Ekonomik kriz başladığı günlerde köşemde ‘’Atlatılır Atlatılır…’’ başlıklı bir yazıya yer vermiştim.
Bu yazıda aynen şu ifadelere yer vermiştim:
’’Atlatılır, atlatılır.. Hem de karamsarlığa kapılmadan fırsatçının, fesatçının, hayının yüzüne yüzüne tükürerek’’
Bir de Diyarbakır’ın Ahmet abisi Ahmet Arif‘in ‘Anadolu’ isimli şiirinden bazı dizeler aktarmıştım.
Orada da şöyle diyordu:
‘’…
Tükür yüzüne celladın,
Fırsatçının, fesatçının, hayının…’’
İşte o fırsatçılar imdi sahnede.
Hem ne ne sahne.
Rollerini öylesine ustaca oynuyorlar ki.
Bir yandan fırsattan istifade yağan zam yağmuru, bir yandan stokçuluk.

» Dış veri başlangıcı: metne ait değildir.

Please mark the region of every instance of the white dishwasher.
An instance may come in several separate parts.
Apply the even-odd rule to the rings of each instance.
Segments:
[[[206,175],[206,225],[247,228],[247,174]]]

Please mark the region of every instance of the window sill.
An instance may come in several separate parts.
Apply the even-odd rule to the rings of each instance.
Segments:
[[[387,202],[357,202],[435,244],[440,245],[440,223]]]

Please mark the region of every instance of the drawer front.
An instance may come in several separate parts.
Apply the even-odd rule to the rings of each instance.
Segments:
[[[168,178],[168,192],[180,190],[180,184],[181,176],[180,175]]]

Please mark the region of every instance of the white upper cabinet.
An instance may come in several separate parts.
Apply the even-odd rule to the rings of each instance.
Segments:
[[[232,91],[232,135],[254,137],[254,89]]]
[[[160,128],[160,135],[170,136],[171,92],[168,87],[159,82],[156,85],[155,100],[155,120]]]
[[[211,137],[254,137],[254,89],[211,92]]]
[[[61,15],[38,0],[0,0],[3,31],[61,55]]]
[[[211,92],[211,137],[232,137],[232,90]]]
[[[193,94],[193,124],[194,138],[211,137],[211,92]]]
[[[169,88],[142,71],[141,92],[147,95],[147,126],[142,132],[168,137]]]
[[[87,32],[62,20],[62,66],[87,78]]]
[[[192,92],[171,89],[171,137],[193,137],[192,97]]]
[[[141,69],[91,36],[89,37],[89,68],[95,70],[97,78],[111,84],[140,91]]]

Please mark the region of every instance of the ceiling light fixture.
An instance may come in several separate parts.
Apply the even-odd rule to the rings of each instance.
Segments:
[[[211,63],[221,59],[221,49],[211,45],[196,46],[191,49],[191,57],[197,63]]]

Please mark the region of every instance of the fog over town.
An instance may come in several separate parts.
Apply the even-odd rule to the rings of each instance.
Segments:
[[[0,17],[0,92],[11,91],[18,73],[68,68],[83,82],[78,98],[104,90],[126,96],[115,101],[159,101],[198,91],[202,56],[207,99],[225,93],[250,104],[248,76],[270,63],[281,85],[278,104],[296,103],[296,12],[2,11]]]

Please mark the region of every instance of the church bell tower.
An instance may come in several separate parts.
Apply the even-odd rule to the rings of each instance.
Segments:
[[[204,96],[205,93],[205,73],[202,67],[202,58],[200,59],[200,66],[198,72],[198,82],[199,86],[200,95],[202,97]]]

Hani kur artışını bahane ediyorlar ya.
Zamlar kuru muru solladı.
Katlamalı geliyor.
Halkın temel gıda ihtiyaçlarından zeytin 30 liraya, 5 kiloluk sıvı yağ 40 liraya dayandı.
‘Kurt puslu havayı sever’ diye bir söz vardır bilen bilir.
Fırsatçılar da ekonomik açıdan ortalığın toz duman olmasını fırsata çevirmenin, küplerini daha fazla doldurmanın peşinde.
Halkı düşündükleri yok.
‘’Nereden ve nasıl daha fazla kazanabilirim’’ hesabını yapıyorlar.
Hangi sektörler mi ?
Ne yazık ki er sektörde maalesef böylesi fırsatçılar var.
Tabii fırsatçılık bir yana, olması gereken zammı yapmamak için direnenler de var.
Geçen gün fırından ekmek alıyorum.
Ekmek hâla 1 lira.
Konuşturmak için fırıncıya ‘’Siz de zam yapmadınız mı ?’’ diye soruyorum.
‘’Yok abi. Zam için mahalledeki diğer fırıncılar toplanıp geldiler. Ama ben zam yapmayacağımı, sonuna kadar direneceğimi söyledim. Ekmeği dayanabildiğim sürece 1 liradan satmaya devam edeceğim. Vatandaş zaten ekmek dışında bir şey yiyemez duruma geldi. Bir de biz zam yaparsak vay hallerine..‘’
İçimden ‘’Helal olsun sana fırıncı kardeş’’ dedim.
Bunca ellerindeki ürüne zam yapmak için tetikte bekleyen fırsatçı, bunca zam beklentisi ile mallarını stoklayan stokçu varken orta yerde helal olsun sana ve senin gibilere.
Tabii fırsatçılık yapan, stokçuluk yapanlarla mücadele etmek gerek.
Mücadele, sadece devletin ya da kurumların işi değil.
Toplumdaki her bireyin görevi olmalı.
Bu konuda bana necilik olmaz, olmamalı.
Bu badireyi ancak el ele vererek atlatabileceğimizi unutmamalıyız.